Totals constructed from swap values, average-above-threshold values, and topcode thresholds

You indicate, here:… that the swap values generally replace cells that have previously been top-coded. So we have three different historical high-income replacement methods: top codes, average incomes for all top-coded values for a demographic group, and swap values; and we have swap values for 2011 on and then a separate set of swap values supplied later for 1975 to 2010.

A preliminary question: I had previously assumed that entire records were swapped when a value exceeded the swap threshold. From looking at the swapvalues.txt .csv file, it now appears to me that only individual cell values are swapped. Is this correct? Are the “income bands” used to determine the households selected for the swap income component bands for the swapped component, or aggregate income bands for the individual or household in question?

I have questions concerning the summary values constructed from these values.

First, concerning what is in the standard IPUMS CPS extracts:

  1. For years where only topcodes are available, are summary values constructed by treating the top-codes as if they had the value of the topcode threshold?

  2. For years where average values are available, from Larrimore or otherwise, are summary values reported in IPUMS constructed by replacing the topcoded values with average values and then totaling? Or by totaling the raw, non-topcoded values and then replacing with an average if the raw total exceeds the topcoding threshold? Or is some other method used?

  3. For 2011-on swapped values, does the swapping completely replace topcoding, or is there still a (presumably higher) topcode on swapped values? If the latter, are these values provided anywhere? In either case, are summary values after swapping strictly the sums of the component values, or is some more complicated method used to calculate these totals?

  4. Are the retroactively provided swap values for 1975-2010 calculated in exactly the same way as the 2011-on values? If not, where are the differences?

  5. Was there a special, different method of topcoding summary values in 1990, using state medians above threshold rather than sum of topcoded items? (See this question: How should user's deal with topcoded values for tax--person variables pre 2010 when no swapvalues exist?). Or is this an ACS method? I don’t see any survey identification with the question. The ASEC high-income summaries are generally averages, not medians, correct?

  6. If the answer to any of these questions is “We don’t know?”, is there anyone at the Bureau that you would suggest as a good contact?

I’ll aim to address each question one at a time.

(Preliminary question) Yes, the swap values replace only individual cell values. This process helps ensure that individuals with high levels of income are not able to be individually identified in the microdata and preserves the ability of the data to calculate accurate estimates of incomes at the upper end of the distribution. In this method, all values greater than or equal to the income topcode are systematically swapped with other values with a bounded interval of a given income variable.

Regarding these “summary values”, I understand this to mean the aggregated income variables (such as INCTOT). If this assumption is incorrect, please correct me.

(1) For years where only topcodes are available (e.g. years prior to 2011) income values above the topcode are replaced with the topcode value. Therefore, aggregated income variables treat the topcoded values as if the topcode is the income value.

(2) For aggregated income variables that come directly from the Census Bureau, the aggregation of the various components includes the topcoded value.

(3) As noted on this page, from 2011 onward the Census Bureau moved away from the average replacement value system to a rank proximity swapping procedure. In this procedure, all values greater than or equal to the income topcode are ranked from lowest to highest and systematically swapped with other values within a bounded interval. Therefore, the aggregated values of income variables should be the sums of the component values.

(4) The methods for constructing these retroactively generated swap values are detailed in this paper by Larrimore et al. (2008).
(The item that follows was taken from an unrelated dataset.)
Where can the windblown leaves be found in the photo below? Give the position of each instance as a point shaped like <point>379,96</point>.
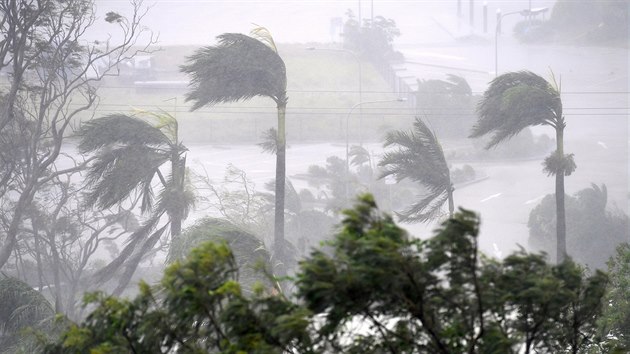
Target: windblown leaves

(5) (Note: I don’t see any reference to 1990 topcodes in the User Forum link in the question.) The ACS uses a method of using state-specific topcoding scheme. This method does not apply to the CPS. Also, as far as I am aware, wherever appropriate, means are used instead of medians.

(6) We don’t have any specific Census Bureau contacts we are able to suggest you contact in response to these questions. We recommend contacting the Census Bureau through officially listed channels.

In number 4 above, did you intend to refer to a different paper? This one seems to be about construction of cell means rather than swap values.

I think that IPUMS documentation uses the term “top codes” in a somewhat inconsistent manner. It seems to refer sometimes to what I would call top codes – uninformative codes like 999997 indicating that the observed value was above the topcoding threshold; sometimes to the top coding threshold value itself, and sometimes to data-based means of persons above the threshold.

I think this is the correct paper. As I noted on this page under the rank proximity swap values 1976-2010 section, “Each file contains income values to replace topcoded income components for every ASEC sample from 1975 to 2010. The purpose of this file, and the related file from Larrimore et al. (2008) (above), is to provide researchers with income data using a consistent topcoding method. We provide the Census Bureau revisions with IPUMS identifiers and income variable names.”

I’ve previously noted your feedback about the IPUMS CPS documentation on top-codes. These sorts of revisions take time to implement. We ask for your patience as we consider improvements.